Moreover, the civil jury is capable of curbing abuses by those who wield executive power to harass or seek private gain from office. To be sure, inviting the public into the courthouse is necessary in order to administer civil justice in a manner that comports with community expectations.
Recognizing the plight of our civil jury system is not enough, however. Efforts must be taken to reverse the trend and restore the civil jury to its full institutional esteem. The Civil Jury Project contends that one way to accomplish this is to raise awareness and advance an open dialogue between the bar, bench, and public. For this reason, it has initiated a social media campaign and launched an interactive website called WethePeopleWetheJury.com. These channels give citizens the opportunity to learn and converse about our civil justice system.
The Project has also been holding quarterly “Jury Improvement Lunches,” during which members of the bench and bar listen to recently-dismissed jurors discuss what they liked and disliked about their service experience. Finally, the Project is in the beginning stages of producing a video documentary exposing how the decline in civil jury trials has left many of America’s courthouses vacant. Already the responses from these efforts have shown that there is overwhelming and sincere interest in the Project’s aims.

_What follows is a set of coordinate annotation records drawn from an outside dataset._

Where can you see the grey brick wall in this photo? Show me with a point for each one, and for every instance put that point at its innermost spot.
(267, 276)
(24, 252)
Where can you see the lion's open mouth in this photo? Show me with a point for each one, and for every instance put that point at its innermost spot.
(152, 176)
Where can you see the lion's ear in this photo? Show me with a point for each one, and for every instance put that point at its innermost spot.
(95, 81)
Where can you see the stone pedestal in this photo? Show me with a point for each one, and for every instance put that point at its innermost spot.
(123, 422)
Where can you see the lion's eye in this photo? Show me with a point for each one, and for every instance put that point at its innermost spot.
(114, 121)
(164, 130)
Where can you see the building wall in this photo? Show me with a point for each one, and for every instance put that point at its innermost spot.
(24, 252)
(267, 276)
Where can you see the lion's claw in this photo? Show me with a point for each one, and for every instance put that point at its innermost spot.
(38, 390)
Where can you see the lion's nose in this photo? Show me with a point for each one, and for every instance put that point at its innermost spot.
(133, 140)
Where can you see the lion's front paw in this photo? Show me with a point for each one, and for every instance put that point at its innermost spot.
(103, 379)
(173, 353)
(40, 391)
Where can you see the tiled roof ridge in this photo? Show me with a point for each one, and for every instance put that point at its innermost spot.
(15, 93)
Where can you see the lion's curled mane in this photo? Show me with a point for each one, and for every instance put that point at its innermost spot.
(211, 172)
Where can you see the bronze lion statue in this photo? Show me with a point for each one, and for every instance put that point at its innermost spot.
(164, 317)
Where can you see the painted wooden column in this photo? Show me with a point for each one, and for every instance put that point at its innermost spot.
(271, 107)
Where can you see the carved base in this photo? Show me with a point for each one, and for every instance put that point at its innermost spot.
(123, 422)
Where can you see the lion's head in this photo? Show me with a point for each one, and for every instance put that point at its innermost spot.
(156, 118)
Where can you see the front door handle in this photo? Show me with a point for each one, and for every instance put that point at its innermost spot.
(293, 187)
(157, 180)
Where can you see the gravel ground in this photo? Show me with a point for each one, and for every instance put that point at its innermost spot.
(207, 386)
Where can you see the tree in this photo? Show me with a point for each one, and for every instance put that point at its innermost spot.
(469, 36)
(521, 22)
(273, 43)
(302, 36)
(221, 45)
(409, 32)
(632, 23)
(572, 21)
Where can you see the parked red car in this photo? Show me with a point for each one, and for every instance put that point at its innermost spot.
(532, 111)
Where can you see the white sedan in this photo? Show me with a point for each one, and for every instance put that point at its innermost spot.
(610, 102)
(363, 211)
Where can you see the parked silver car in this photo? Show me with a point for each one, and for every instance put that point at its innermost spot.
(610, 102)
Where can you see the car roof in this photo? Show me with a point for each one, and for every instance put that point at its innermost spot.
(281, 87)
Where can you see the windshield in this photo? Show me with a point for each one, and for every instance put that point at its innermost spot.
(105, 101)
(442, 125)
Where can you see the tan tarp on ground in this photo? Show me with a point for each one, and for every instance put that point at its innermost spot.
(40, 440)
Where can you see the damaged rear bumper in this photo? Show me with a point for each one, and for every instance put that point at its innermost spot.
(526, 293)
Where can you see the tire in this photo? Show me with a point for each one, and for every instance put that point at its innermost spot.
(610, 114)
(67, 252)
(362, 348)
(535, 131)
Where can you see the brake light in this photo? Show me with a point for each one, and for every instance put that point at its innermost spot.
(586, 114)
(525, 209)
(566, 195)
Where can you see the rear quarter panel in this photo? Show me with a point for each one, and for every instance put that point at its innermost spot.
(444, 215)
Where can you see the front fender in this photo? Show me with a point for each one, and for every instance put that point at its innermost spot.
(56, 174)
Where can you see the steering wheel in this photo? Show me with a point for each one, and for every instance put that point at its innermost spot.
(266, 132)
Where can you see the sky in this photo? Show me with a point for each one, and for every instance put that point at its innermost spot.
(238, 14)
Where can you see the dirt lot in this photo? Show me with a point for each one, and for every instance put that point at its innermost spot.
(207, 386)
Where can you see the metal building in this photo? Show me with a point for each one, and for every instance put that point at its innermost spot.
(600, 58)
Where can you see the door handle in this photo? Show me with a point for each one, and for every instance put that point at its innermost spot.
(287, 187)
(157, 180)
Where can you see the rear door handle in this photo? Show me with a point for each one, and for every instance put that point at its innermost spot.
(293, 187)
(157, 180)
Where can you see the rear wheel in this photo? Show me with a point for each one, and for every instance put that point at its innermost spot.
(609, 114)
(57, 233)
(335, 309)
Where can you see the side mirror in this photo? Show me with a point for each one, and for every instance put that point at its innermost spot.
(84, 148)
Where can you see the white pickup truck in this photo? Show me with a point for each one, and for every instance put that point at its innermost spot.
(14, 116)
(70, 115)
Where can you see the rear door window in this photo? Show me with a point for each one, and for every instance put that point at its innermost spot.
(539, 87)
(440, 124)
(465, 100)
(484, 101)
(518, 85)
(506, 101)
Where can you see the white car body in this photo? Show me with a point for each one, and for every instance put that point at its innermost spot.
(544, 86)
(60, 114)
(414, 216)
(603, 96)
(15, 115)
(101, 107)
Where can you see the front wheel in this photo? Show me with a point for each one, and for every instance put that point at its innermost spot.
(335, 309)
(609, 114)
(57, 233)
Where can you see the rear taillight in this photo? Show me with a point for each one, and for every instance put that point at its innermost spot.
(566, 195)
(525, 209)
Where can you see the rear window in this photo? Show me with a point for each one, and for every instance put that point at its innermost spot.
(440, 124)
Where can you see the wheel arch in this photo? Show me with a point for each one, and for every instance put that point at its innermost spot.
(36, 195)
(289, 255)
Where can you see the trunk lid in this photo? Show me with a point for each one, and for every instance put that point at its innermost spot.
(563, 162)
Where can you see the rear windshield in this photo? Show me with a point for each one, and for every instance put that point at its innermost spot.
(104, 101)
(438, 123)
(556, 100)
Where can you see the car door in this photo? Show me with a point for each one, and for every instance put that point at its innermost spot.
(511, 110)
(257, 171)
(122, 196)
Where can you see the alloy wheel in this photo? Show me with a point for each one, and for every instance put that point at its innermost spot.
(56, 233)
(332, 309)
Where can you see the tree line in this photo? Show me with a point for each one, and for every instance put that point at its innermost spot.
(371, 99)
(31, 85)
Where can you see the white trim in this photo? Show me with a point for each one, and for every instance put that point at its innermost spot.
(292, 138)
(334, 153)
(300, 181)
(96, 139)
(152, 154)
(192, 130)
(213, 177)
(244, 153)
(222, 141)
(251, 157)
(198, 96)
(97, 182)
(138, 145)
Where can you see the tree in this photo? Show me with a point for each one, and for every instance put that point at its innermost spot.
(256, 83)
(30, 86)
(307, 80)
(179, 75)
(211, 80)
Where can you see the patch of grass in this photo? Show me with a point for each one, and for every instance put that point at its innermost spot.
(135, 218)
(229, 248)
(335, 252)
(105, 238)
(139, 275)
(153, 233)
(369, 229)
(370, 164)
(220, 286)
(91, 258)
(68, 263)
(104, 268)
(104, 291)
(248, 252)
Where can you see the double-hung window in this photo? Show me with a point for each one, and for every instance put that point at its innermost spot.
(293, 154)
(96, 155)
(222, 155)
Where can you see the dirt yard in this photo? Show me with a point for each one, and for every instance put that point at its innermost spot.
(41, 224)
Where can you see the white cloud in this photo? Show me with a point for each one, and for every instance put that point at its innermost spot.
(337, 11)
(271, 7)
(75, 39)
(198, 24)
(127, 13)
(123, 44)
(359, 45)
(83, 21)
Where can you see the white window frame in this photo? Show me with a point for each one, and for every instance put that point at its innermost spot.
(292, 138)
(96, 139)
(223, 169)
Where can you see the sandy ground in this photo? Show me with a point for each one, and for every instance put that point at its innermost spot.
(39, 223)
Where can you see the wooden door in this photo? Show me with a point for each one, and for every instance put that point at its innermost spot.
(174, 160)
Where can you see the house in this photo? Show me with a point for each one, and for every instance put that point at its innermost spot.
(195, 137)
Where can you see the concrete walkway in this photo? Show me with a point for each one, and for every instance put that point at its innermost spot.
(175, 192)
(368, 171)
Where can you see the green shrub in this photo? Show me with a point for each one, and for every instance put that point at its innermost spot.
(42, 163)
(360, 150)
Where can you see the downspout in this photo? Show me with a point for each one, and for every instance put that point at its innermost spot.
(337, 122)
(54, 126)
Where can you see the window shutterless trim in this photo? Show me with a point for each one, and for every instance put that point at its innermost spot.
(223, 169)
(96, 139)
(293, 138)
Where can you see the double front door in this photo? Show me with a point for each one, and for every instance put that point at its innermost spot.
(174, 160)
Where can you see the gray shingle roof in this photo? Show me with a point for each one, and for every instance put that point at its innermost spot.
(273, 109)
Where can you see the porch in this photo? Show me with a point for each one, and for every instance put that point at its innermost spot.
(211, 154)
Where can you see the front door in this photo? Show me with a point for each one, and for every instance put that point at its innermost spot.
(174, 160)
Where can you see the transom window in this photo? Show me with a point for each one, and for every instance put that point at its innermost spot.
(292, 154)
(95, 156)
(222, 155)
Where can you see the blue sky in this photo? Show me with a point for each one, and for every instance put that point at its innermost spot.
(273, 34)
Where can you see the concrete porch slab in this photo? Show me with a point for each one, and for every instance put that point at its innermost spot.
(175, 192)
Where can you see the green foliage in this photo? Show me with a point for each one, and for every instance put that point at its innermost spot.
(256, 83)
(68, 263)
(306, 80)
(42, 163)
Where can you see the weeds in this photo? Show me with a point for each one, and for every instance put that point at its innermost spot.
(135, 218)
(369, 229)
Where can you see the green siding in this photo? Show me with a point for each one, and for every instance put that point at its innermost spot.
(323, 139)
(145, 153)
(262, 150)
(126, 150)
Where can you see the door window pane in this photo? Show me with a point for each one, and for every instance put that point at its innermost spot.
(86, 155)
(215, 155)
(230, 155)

The Civil Jury Project is also promoting jury trial revitalization through innovation. It recently published a chapter in the Texas Business Litigation treatise discussing the empirical support and legal foundation of various jury trial innovations. These innovations include: limiting the length of trials; providing jurors preliminary substantive instructions; allowing jurors to ask questions; administering pre-voir dire questionnaires; giving opening statements before voir dire; permitting interim arguments by counsel; presenting expert testimony back-to-back; and allowing jurors to discuss evidence before deliberation.
Each of these proposals would make civil jury trials quicker, less costly, and more accurate. They can also improve the experience of those serving on juries, thereby making citizens more likely to report to courthouses and serve on cases to completion. In this way, each proposal can help to stem the jury trial’s disappearance.
The media’s portrayal of a lively and perhaps overly vigorous civil justice system could not be further from the truth. For the last fifty years, civil jury trials in America have declined to the point of near extinction. As a result, civil juries are neither serving as a check on powerful social and political interests, nor fulfilling their role in what James Madison described as “a social compact [regulating] the action of the community.” Through increased efforts like those of the Civil Jury Project, however, it may be possible to preserve and improve the promise of the Seventh Amendment for future generations. That is, if it’s not too late.
Richard Loren Jolly is Research Fellow for the Civil Jury Project, New York University School of Law (see: civiljuryproject.law.nyu.edu).